El diario El País de Uruguay informó entonces que la mujer era hija de un “príncipe internacional de los gitanos” que residía desde hacía años en Maldonado. La casa habría sido construida por ella misma, de hecho, la traducción exacta de su nombre es Reina Gitana. También sostuvo que Vaz la prostituía desde los 14 años y que las fiestas se organizaban por orden de él.

Beverly Hills volvió a quedar bajo la lupa cuando investigaciones brasileñas intentaron determinar si el presidente Luiz Inácio “Lula” da Silva había adquirido una propiedad en la zona con fondos provenientes del Lava Jato. La revista Istoé publicó que la posible compra involucraba a Villa Regina, una mansión de estilo suizo valuada en dos millones de dólares, a nombre de una sociedad offshore. El caso fue investigado para establecer si la operación estaba vinculada a favores a empresarios relacionados con obras de Petrobras. Nunca pudo comprobarse.

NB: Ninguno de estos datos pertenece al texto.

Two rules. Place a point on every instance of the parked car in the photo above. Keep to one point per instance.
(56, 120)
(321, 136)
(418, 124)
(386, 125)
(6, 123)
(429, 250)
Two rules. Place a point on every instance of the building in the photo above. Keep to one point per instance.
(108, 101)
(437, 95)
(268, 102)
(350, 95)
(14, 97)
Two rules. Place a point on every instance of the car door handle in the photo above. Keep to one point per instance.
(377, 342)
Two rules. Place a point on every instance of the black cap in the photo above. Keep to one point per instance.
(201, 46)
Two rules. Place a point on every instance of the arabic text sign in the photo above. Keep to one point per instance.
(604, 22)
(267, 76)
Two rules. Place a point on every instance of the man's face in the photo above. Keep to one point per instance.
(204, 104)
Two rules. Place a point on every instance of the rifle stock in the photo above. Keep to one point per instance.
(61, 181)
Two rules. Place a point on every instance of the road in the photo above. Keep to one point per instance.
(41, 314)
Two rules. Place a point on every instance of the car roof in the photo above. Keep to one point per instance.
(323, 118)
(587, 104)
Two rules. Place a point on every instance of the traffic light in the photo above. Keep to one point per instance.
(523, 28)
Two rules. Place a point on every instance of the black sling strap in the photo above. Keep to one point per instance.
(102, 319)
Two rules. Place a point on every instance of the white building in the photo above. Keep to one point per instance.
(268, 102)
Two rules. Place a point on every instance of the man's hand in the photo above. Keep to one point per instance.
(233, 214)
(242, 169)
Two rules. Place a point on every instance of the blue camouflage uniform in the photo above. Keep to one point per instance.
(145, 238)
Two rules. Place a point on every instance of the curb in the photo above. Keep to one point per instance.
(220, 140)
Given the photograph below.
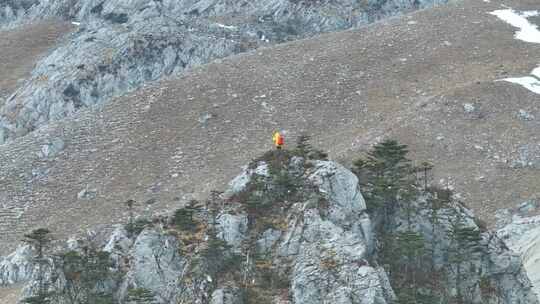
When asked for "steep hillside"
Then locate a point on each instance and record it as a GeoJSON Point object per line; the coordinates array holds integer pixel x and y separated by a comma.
{"type": "Point", "coordinates": [288, 230]}
{"type": "Point", "coordinates": [410, 77]}
{"type": "Point", "coordinates": [122, 44]}
{"type": "Point", "coordinates": [21, 48]}
{"type": "Point", "coordinates": [414, 78]}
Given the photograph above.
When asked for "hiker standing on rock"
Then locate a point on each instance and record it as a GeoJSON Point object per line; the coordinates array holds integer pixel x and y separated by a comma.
{"type": "Point", "coordinates": [278, 140]}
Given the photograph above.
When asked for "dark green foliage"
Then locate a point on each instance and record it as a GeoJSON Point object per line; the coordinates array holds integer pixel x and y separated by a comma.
{"type": "Point", "coordinates": [385, 174]}
{"type": "Point", "coordinates": [183, 217]}
{"type": "Point", "coordinates": [85, 272]}
{"type": "Point", "coordinates": [424, 168]}
{"type": "Point", "coordinates": [278, 189]}
{"type": "Point", "coordinates": [141, 296]}
{"type": "Point", "coordinates": [45, 298]}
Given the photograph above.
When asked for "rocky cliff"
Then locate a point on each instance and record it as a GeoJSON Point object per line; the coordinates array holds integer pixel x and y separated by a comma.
{"type": "Point", "coordinates": [287, 230]}
{"type": "Point", "coordinates": [123, 44]}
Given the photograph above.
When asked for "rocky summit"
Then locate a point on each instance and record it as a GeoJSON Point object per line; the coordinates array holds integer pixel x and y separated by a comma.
{"type": "Point", "coordinates": [404, 171]}
{"type": "Point", "coordinates": [288, 230]}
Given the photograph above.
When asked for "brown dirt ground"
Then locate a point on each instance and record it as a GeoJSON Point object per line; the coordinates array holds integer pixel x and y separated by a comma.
{"type": "Point", "coordinates": [21, 48]}
{"type": "Point", "coordinates": [406, 77]}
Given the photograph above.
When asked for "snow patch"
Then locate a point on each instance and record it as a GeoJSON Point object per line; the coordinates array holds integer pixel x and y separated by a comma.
{"type": "Point", "coordinates": [530, 83]}
{"type": "Point", "coordinates": [227, 27]}
{"type": "Point", "coordinates": [528, 32]}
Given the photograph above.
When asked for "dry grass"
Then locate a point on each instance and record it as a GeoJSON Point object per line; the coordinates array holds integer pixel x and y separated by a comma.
{"type": "Point", "coordinates": [347, 89]}
{"type": "Point", "coordinates": [21, 48]}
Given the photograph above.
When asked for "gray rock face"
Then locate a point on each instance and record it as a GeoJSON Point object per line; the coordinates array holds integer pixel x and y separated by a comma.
{"type": "Point", "coordinates": [522, 234]}
{"type": "Point", "coordinates": [156, 264]}
{"type": "Point", "coordinates": [16, 267]}
{"type": "Point", "coordinates": [232, 229]}
{"type": "Point", "coordinates": [226, 296]}
{"type": "Point", "coordinates": [123, 44]}
{"type": "Point", "coordinates": [315, 247]}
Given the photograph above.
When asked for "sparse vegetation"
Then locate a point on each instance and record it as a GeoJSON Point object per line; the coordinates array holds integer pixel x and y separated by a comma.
{"type": "Point", "coordinates": [40, 240]}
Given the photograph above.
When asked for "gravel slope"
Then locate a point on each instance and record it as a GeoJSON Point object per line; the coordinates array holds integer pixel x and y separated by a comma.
{"type": "Point", "coordinates": [406, 77]}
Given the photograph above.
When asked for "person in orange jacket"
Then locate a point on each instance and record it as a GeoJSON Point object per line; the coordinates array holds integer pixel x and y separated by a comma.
{"type": "Point", "coordinates": [278, 140]}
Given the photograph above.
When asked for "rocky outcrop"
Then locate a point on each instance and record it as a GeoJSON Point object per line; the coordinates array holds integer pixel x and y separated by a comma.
{"type": "Point", "coordinates": [16, 267]}
{"type": "Point", "coordinates": [295, 231]}
{"type": "Point", "coordinates": [522, 235]}
{"type": "Point", "coordinates": [474, 263]}
{"type": "Point", "coordinates": [123, 44]}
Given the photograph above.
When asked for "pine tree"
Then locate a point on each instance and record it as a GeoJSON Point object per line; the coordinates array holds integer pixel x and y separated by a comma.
{"type": "Point", "coordinates": [384, 173]}
{"type": "Point", "coordinates": [141, 296]}
{"type": "Point", "coordinates": [466, 241]}
{"type": "Point", "coordinates": [84, 272]}
{"type": "Point", "coordinates": [130, 228]}
{"type": "Point", "coordinates": [183, 217]}
{"type": "Point", "coordinates": [425, 167]}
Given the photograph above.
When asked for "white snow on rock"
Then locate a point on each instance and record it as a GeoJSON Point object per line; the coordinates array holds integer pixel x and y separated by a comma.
{"type": "Point", "coordinates": [530, 83]}
{"type": "Point", "coordinates": [522, 235]}
{"type": "Point", "coordinates": [528, 32]}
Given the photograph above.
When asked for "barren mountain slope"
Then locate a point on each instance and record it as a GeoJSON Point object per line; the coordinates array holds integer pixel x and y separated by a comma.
{"type": "Point", "coordinates": [406, 77]}
{"type": "Point", "coordinates": [21, 48]}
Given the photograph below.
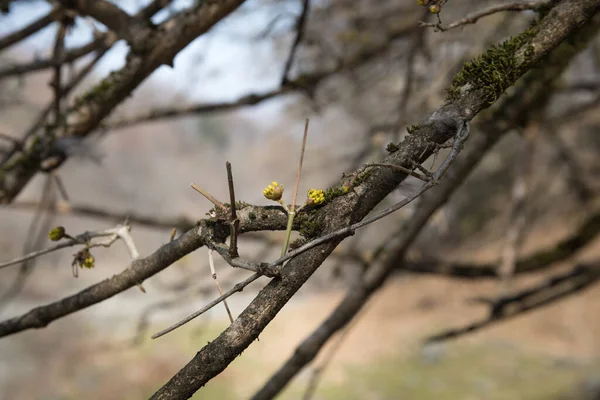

El Hotel Clarion Spa El Campanario, posiblemente construido con dinero del narcotráfico; la mansión swinger y el asesinato; la sospecha de una propiedad ligada a la corrupción brasileña. Detrás de las fachadas impecables, los jardines perfectos y los edificios despampanantes, Beverly Hills sigue contando otra historia: la de los secretos que pueden esconderse en el corazón mismo del lujo.